Pero, poco a poco, simplemente, dejamos de mirar así. El mundo ha cambiado radicalmente, y con él nuestra mirada, las nubes, los depredadores. Hoy reconocer las siluetas de los drones asesinos entre aquellos que no lo son puede marcar la diferencia entre la vida y la muerte. Reconocer las distintas tipologías de los vehículos aéreos militares no tripulados (drones de vigilancia y de guerra) puede ser un acto personal de resistencia subversiva, pero también puede ser considerado como una necesaria actualización al contexto ambiental y al estrato epistémico contemporáneo. Hoy, reconocer una nube tóxica o una elevada concentración de gas o –incluso– saber dónde se encuentran los puertos de entrada de los cables de fibra óptica submarina, puede marcar la diferencia. La interpretación de las imágenes que hablan de nuestra realidad nos exige una profunda actualización ante los complejos tiempos que nos ha tocado vivir. Nos empuja a realizar un update del imaginario instituido que reconozca nuestra fragilidad ante las multicrisis ecosistémicas que se precipitan sobre todos los órdenes de la vida. 

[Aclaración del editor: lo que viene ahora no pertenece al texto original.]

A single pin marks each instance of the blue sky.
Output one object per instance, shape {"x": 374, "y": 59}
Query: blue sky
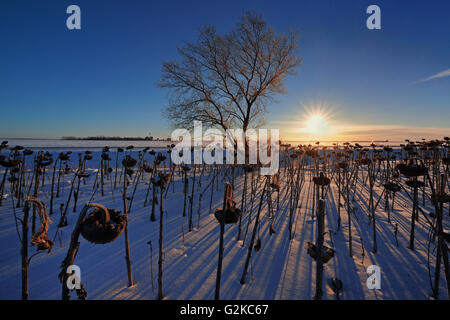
{"x": 100, "y": 80}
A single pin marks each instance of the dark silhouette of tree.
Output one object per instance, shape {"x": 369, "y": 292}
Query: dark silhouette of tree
{"x": 226, "y": 81}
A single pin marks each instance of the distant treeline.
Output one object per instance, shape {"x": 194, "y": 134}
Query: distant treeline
{"x": 112, "y": 138}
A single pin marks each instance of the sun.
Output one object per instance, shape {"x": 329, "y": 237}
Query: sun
{"x": 317, "y": 124}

Asumir de entrada, en este texto, que existen nubosidades en los actuales imaginarios (instituidos, pero también instituyentes) es insinuar cierta indeterminación en los escenarios, los marcos y las redes simbólicas que compartimos, y que son copartícipes de los procesos cognitivos sin los cuales una sociedad no podría sobrevivir. Por eso, poder mirar y pensar, pero también poder imaginar una nube, es una manera de enmarcar las dificultades que tenemos los humanos para encarar nuestra existencia y reconocer nuestra profunda desconexión con el entorno, entendido éste como una suerte de mente extendida y colectiva, copartícipe de la propia existencia en términos materiales y simbólicos (Larrañaga, 2023). Dicho de otro modo, lo que sabemos de algo (una nube) determina materialmente lo que ese algo es, o termina siendo, a tenor de los efectos antropogénicos que podemos reconocer sobre el planeta Tierra. Como sostiene Gregory Bateson, y explica el también antropólogo Tim Ingold, «tanto mente como ecología están situadas en las relaciones entre el cerebro y el medio ambiente circundante» (2000, pp. 17-18). No podemos escapar del ciclo de reciprocidades simbióticas, entre idea y materia, entre mente y entorno. Las nubosidades –así consideradas– están suspendidas sobre nuestras cabezas tanto como sobre nuestras experiencias. Están suspendidas también sobre toda posibilidad de surgimiento de otra imaginación emancipadora, capaz de recomponer la relación que establecemos con la vida, capaz de proponer otro nosotros/as.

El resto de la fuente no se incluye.